Anyone got some pics of dishes on their vans. 

am in the process of finalising which one to choose and not sure if a largish one might look a bit out of place. 

The short list(all auto) I have is the Camos 40, KHV dome, Cap 900(bit big), Oyster samy 65(very low) and the CARO. I would prefer a DOME but am nervous that it might look like a large t*t on top  and with me driving one t*t is enough !!!!!!!!

Keeping my eye out for one driving around but haven't seen ONE dish on a Van, plenty on coach built which I think might be more in proportion. 

Or any advise wecome

Jack


----------



## DABurleigh (May 9, 2005)

Your wish etc:

Dave


----------



## 107476 (Oct 6, 2007)

thank you kind sir 8) 

not as bad as i imagined it might. is that a 40cm camos or the 30

and do you get any wind noise ??


ta again 

jack


----------



## DABurleigh (May 9, 2005)

40cm and even the thought of wind noise has never crossed my mind, but a good question. No.

Dave


----------



## 107476 (Oct 6, 2007)

Thanks Dave,

Six million dollor question, If your dome got wacked off the top of your Van by a big nasty branch, would you replace it with the camos again ???? or another make :?:

Nice looking van by the way :lol: Is that a roof box or A/C or something else.


----------



## nukeadmin (Oct 10, 2003)

its an AC Methinks as can see vents on the rear


----------



## carol (May 9, 2005)

jackthelad said:


> Thanks Dave,
> 
> Six million dollor question, If your dome got wacked off the top of your Van by a big nasty branch, would you replace it with the Camos again ???? or another make :?:
> 
> Nice looking van by the way :lol: Is that a roof box or A/C or something else.
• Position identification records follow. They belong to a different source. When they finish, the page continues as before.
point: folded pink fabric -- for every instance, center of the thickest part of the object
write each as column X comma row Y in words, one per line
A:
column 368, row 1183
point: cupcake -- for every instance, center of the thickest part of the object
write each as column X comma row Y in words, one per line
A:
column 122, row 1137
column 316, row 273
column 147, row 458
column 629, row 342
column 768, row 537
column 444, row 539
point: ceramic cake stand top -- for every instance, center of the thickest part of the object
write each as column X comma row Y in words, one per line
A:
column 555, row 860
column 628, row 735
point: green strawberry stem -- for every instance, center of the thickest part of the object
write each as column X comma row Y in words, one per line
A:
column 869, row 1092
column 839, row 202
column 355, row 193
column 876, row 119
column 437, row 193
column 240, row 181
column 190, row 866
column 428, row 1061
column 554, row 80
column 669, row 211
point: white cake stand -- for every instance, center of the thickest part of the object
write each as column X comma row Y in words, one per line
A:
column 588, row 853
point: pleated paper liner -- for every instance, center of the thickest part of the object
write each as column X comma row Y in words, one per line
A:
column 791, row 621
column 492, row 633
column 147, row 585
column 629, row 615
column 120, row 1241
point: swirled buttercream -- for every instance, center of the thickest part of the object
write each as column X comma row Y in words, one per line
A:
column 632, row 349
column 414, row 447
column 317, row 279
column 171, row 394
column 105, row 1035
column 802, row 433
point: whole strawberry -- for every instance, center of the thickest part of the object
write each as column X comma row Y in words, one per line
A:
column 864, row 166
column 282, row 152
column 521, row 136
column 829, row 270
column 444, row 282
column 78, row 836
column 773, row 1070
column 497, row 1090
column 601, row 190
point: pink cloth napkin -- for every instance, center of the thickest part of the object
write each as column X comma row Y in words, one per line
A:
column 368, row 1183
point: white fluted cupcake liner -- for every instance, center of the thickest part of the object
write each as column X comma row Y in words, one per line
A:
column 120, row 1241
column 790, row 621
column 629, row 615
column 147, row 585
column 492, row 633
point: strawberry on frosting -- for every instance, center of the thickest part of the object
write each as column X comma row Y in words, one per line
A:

Dave's was the first Camos we had seen when he got his Murvi new. We were really impressed with it and decided to add it to our list - for the next motorhome - we had a Kathrein (manual) on our Hymer when we bought it.

We have ordered the 140P Camos (40cm) for our new motorhome, for next year.....

Carol


----------



## DABurleigh (May 9, 2005)

Yes it's aircon.

Yes, I'd replace the Camos with the same again. My review of the now older model is here:
http://www.motorhomefacts.com/modules.php?name=Product_Reviews&op=show&rid=67

Dave


----------



## eddievanbitz (May 1, 2005)

I am a crap photographer! Sorry 

Cheers

Eddie


----------



## Steamdrivenandy (Jun 18, 2007)

DABurleigh said:


> 40cm and even the thought of wind noise has never crossed my mind, but a good question. No.
> 
> Dave


More a zit than a t*t :lol:

Dave's never thought of the wind noise 'cos he can't hear anything above the music/engine/aircon/conversion rattle!!!

Not that Murvi's rattle at all, I hasten to add.

Andy


----------



## Snelly (Aug 20, 2005)

I've seen Daves van in the flesh, the camos looked ok up there.


----------



## 107476 (Oct 6, 2007)

eddievanbitz said:


> I am a crap photographer! Sorry
> 
> Eddie


Eddie do you have a pic of it down, or anyone else


----------



## 105062 (Jun 10, 2007)

Wow DABurleigh that looks loads better than I would have expected on a panel van, well impressed, is it colour coded or is it the light.

It looks so hi tech I wouldn't dare go into eastern Europe though else be arrested as a spy. ( Was held overnight on the Rumanian border in the 80s in a merc panel van -suspect it was the CB that did it, never got a reason) 8O


----------



## 107476 (Oct 6, 2007)

Tribute_650 said:


> is it colour coded or is it the light.


Looks like a silver van and if so you cant have metalic paint on a dome. would reflect the signal. Well thats my story , and I'm sticking to it. :twisted:

I agree looks ok. Was thinking of putting a roof box next to it to further discuise it and the awning the otherside. 8O


----------



## DABurleigh (May 9, 2005)

There's quite a bit of silver/grey painted plastic - dome, roof aircon, fridge vents/covers, external BBQ, SOG, external TV/sat connectors, etc - and the robustness of it is surprising. All in the preparation I'm told. Any local bodyshop can do it. Much cheaper all in one go (setup once, spray once).

Dave


----------



## trevorf (May 16, 2005)

Hi 

Pics of Maxview crank up if they help !

Trevor


----------